Was tun, damit Google die Website nicht abstraft?

15. Mai 2015

Tipps, um Risiken schlechter Platzierungen zu minimieren

Der Geschäftserfolg im Web hängt eng mit der Sichtbarkeit und Auffindbarkeit der Firmenhomepage zusammen. Wer nach einem Maler oder Pflegedienst sucht, wird in der Regel mit nur wenigen Klicks bei der Suchmaschine Google fündig. Eine gute Platzierung in den Suchergebnissen sollte also immer das Ziel eines Unternehmens sein.

Um mit der Firmenhomepage einen der vorderen Plätze auf der ersten Seite zu erreichen und zu halten, können Sie bezahlte Anzeigen (Google AdWords) schalten, oder mit gezielten Maßnahmen der Suchmaschinenoptimierung (SEO) das Ranking nach und nach verbessern.
Doch auch wenn die Firmenhomepage schon geraume Zeit auf einem Top-Platz verweilt, heißt das nicht, dass das auf ewig so bleibt. Die Suchmaschine verhält sich äußerst dynamisch, überarbeitet regelmäßig den Suchalgorithmus und passt seine Richtlinien an. Wer nicht aufpasst, droht hinter dem Wettbewerber zurückzufallen und mit der Firmenhomepage in der Rubrik „unter ferner liefern“ zu verschwinden.

Empfehlung für Erfolg im Google-Ranking

Auf keinen Fall sollten Sie sich darauf einlassen, mit der Brechstange zu optimieren und Keywords sinnlos einzufügen.

Zur Abstrafung können die folgenden Versuche oder Fehler führen:

  • Unerlaubte Praktiken, um Suchbegriffe in großer Zahl unterzubringen
  • Gekaufte, unseriöse Links
  • Doppelte (oder gar geklaute) Inhalte
  • Gar keine Texte oder einfach nur Werbung und SPAM
  • Eine unübersichtliche Struktur und eine verwirrende Navigation
  • Fehlermeldungen, wenn einzelne Seiten aufgerufen werden
  • Verzicht auf Meta-Elemente wie Titel und Beschreibung jeder Seite
  • Keine mobil optimierte Website

Bedenken Sie, eine Firmenhomepage, die bei Google nicht gefunden wird, kann auch nicht zum Geschäftserfolg beitragen.

Um das Ranking der Website zu verbessern, hilft es, die Qualität der gesamten Seite und der Suchbegriffe in den Blick zu nehmen. Machen Sie sich zuallererst Gedanken darüber, welche Zielgruppe Sie bei welchen Suchanfragen erreichen wollen. Im zweiten Schritt geht es dann darum, die Firmenhomepage auf die Bedürfnisse, Probleme und Ziele der potenziellen Kunden zu trimmen.

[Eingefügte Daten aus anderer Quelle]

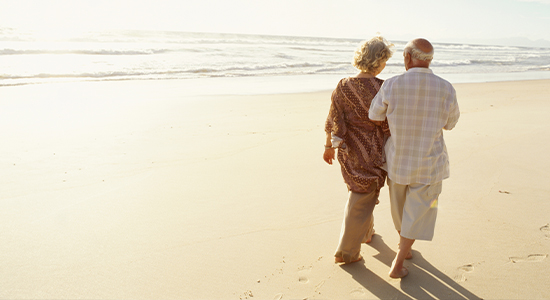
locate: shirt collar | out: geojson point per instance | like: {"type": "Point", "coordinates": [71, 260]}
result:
{"type": "Point", "coordinates": [420, 70]}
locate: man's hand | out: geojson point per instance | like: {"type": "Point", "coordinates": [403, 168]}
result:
{"type": "Point", "coordinates": [328, 156]}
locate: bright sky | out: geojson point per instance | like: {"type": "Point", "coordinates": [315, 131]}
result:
{"type": "Point", "coordinates": [437, 20]}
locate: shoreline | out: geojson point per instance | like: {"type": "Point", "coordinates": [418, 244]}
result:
{"type": "Point", "coordinates": [291, 84]}
{"type": "Point", "coordinates": [139, 190]}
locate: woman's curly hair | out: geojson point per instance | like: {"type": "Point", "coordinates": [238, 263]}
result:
{"type": "Point", "coordinates": [370, 54]}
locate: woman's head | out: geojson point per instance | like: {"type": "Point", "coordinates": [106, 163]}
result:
{"type": "Point", "coordinates": [372, 54]}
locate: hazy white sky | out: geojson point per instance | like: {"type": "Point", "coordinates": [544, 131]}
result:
{"type": "Point", "coordinates": [438, 20]}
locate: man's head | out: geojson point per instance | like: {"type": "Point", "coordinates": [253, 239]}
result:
{"type": "Point", "coordinates": [418, 53]}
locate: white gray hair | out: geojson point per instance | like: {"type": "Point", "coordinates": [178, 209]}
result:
{"type": "Point", "coordinates": [417, 53]}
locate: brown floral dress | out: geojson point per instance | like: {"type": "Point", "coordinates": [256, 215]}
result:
{"type": "Point", "coordinates": [361, 154]}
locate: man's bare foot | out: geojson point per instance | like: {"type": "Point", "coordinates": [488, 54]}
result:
{"type": "Point", "coordinates": [399, 273]}
{"type": "Point", "coordinates": [409, 255]}
{"type": "Point", "coordinates": [341, 260]}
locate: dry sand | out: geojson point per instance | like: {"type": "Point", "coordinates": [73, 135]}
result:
{"type": "Point", "coordinates": [133, 190]}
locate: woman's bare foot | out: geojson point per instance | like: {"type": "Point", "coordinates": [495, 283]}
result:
{"type": "Point", "coordinates": [341, 260]}
{"type": "Point", "coordinates": [369, 239]}
{"type": "Point", "coordinates": [398, 271]}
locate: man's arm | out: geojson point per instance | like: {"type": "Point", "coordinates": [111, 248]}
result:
{"type": "Point", "coordinates": [454, 113]}
{"type": "Point", "coordinates": [378, 107]}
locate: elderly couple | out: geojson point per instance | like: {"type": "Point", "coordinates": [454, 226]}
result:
{"type": "Point", "coordinates": [394, 128]}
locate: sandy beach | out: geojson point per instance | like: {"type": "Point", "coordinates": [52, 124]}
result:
{"type": "Point", "coordinates": [136, 190]}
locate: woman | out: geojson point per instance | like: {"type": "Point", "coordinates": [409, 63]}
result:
{"type": "Point", "coordinates": [360, 144]}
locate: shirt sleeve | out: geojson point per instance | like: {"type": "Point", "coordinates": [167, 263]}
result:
{"type": "Point", "coordinates": [379, 105]}
{"type": "Point", "coordinates": [454, 113]}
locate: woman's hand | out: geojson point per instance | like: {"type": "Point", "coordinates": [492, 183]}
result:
{"type": "Point", "coordinates": [328, 156]}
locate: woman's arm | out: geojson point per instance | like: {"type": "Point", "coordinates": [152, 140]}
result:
{"type": "Point", "coordinates": [328, 156]}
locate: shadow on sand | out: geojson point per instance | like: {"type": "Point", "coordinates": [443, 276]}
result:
{"type": "Point", "coordinates": [424, 280]}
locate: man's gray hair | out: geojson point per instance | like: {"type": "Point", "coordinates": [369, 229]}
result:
{"type": "Point", "coordinates": [417, 53]}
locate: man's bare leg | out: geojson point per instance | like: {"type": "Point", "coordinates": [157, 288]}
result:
{"type": "Point", "coordinates": [397, 270]}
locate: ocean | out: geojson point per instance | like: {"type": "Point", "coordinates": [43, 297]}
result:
{"type": "Point", "coordinates": [236, 63]}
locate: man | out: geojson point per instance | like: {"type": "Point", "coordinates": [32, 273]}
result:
{"type": "Point", "coordinates": [418, 105]}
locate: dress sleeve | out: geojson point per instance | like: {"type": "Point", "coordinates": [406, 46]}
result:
{"type": "Point", "coordinates": [335, 123]}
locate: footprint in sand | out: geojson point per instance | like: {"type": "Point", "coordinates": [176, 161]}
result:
{"type": "Point", "coordinates": [303, 275]}
{"type": "Point", "coordinates": [546, 230]}
{"type": "Point", "coordinates": [529, 258]}
{"type": "Point", "coordinates": [462, 271]}
{"type": "Point", "coordinates": [278, 296]}
{"type": "Point", "coordinates": [360, 292]}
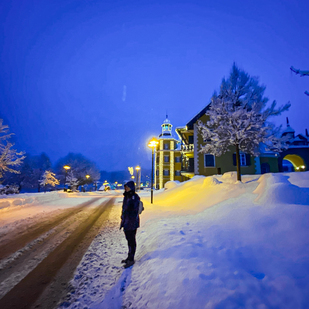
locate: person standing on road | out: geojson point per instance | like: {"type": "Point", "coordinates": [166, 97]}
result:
{"type": "Point", "coordinates": [130, 220]}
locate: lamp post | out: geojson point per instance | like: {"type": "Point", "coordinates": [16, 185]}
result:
{"type": "Point", "coordinates": [152, 144]}
{"type": "Point", "coordinates": [87, 177]}
{"type": "Point", "coordinates": [138, 177]}
{"type": "Point", "coordinates": [66, 168]}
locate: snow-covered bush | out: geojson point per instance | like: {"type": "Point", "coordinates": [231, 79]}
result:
{"type": "Point", "coordinates": [171, 184]}
{"type": "Point", "coordinates": [48, 178]}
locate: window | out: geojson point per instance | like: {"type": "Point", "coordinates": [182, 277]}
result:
{"type": "Point", "coordinates": [166, 172]}
{"type": "Point", "coordinates": [244, 159]}
{"type": "Point", "coordinates": [177, 159]}
{"type": "Point", "coordinates": [209, 160]}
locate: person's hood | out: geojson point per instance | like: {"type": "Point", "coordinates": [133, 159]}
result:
{"type": "Point", "coordinates": [131, 185]}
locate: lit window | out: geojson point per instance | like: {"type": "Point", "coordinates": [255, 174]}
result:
{"type": "Point", "coordinates": [242, 159]}
{"type": "Point", "coordinates": [209, 160]}
{"type": "Point", "coordinates": [177, 159]}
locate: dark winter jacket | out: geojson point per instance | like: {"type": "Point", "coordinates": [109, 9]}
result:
{"type": "Point", "coordinates": [130, 206]}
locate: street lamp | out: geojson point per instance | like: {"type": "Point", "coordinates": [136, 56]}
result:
{"type": "Point", "coordinates": [152, 144]}
{"type": "Point", "coordinates": [66, 167]}
{"type": "Point", "coordinates": [138, 177]}
{"type": "Point", "coordinates": [87, 177]}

Denn: Suchmaschinenoptimierung besteht neben technischen Komponenten auch aus einem aufmerksamen Auge für die Benutzerfreundlichkeit der Seite. Fällt beides zusammen, stimmen Suchmaschinenoptimierung und Usability überein, dann steigen die Chancen auf mehr Aufmerksamkeit und Erfolg im Web.
Mit dem Ziel, sich zu einer Antwortmaschine zu entwickeln, nimmt auch Google immer mehr die Bedürfnisse der Nutzer in den Blick. Webseiten, die Probleme lösen, schnelle Antworten liefern, Informationen und einen Mehrwert bieten, haben gute Chancen, einem Ranking-Verlust zu entgehen.